Er packte sie mit seiner breiten Hand am Arm und zwang sie, stehenzubleiben und ihn anzusehen. »Ist das dein letztes Wort? Du willst mit diesem hergelaufenen Strolch gehen?«
Beate sah Josch betroffen an.
»Ich werde ihn nicht schlagen«, sagte Josch. Er rieb seine dünnen Finger und bedachte Vohsen mit einem nachsichtigen Lächeln.
Vohsens Gesicht nahm eine gefährliche dunkelrote Farbe an. Die Löcher seiner klumpigen Nase weiteten sich. Er versuchte, Josch einfach zu übersehen, als er sich erneut an seine Tochter wandte.
»Beate, sag mir wenigstens, wo du hingehst.«
»Bitte, Vater, es hat keinen Zweck«, sagte Beate mit abgewandtem Gesicht. »Gib mir Zeit.«
Josch hob die Augenbrauen. »Vielleicht will er dir eine Karte zu Weihnachten schreiben. Oder dich einmal zum Kaffee besuchen.« Josch wandte sich jetzt direkt an Vohsen. »Sie sind immer herzlich willkommen. Aber seien Sie vorsichtig — nachher kommen Ihnen noch ein paar Vorurteile abhanden.«
»Halten Sie Ihr verdammtes Maul!«, brüllte Vohsen.
Er sah in das gelassen lächelnde Gesicht mit dem dünnen Bart, er sah die Augen, die auf ihn gerichtet waren, als würden sie sein Inneres inspizieren, und von einem Augenblick zum anderen verlor er die Beherrschung.
Er ließ Beate los und stürzte sich auf Josch. Seine Finger gruben sich in den Fellmantel. Mühelos hob er den leichtgewichtigen jungen Mann hoch. Hart stieß er ihn mit dem Rücken gegen die Wand.
»Dich mache ich fertig!«, keuchte er. »Und wenn ich das getan habe, findest du deine Knochen auf dem Müll wieder. Oder im Gefängnis ...«
»Vater!«, schrie Beate. »Vater, um Gottes willen ...«
Vohsen hörte sie nicht. Er war nicht mehr zu halten. Er zerrte Josch über den Flur. Der junge Mann machte keine Anstalten, sich gegen den schweren und kräftigen Bauunternehmer zu wehren. Haltlos schleiften seine Füße über den Boden, rissen eine Vase um, als Vohsen ihn am Treppenabsatz herumschleuderte. Blind vor Wut versetzte er dem Jungen einen Stoß.

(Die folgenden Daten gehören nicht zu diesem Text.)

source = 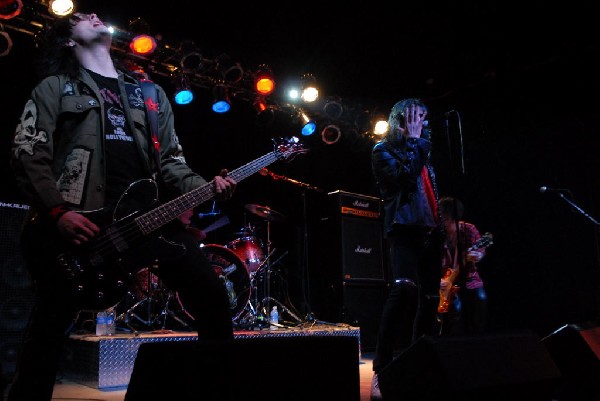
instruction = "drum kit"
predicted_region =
[117,204,301,332]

Beate schrie, als Josch rückwärts, mit rudernden Armen, die keinen Halt fanden, die Treppe hinunterstürzte. Schwer schlug er unten auf. Beate presste eine Hand gegen den Mund.
Vohsen stierte nach unten. Einen Moment lang war nur sein schweres Atmen zu hören.
»Was hast du getan? Vater ...«, stammelte Beate.
Josch bewegte sich. Mühsam drehte er sich auf die Seite, dann stand er auf.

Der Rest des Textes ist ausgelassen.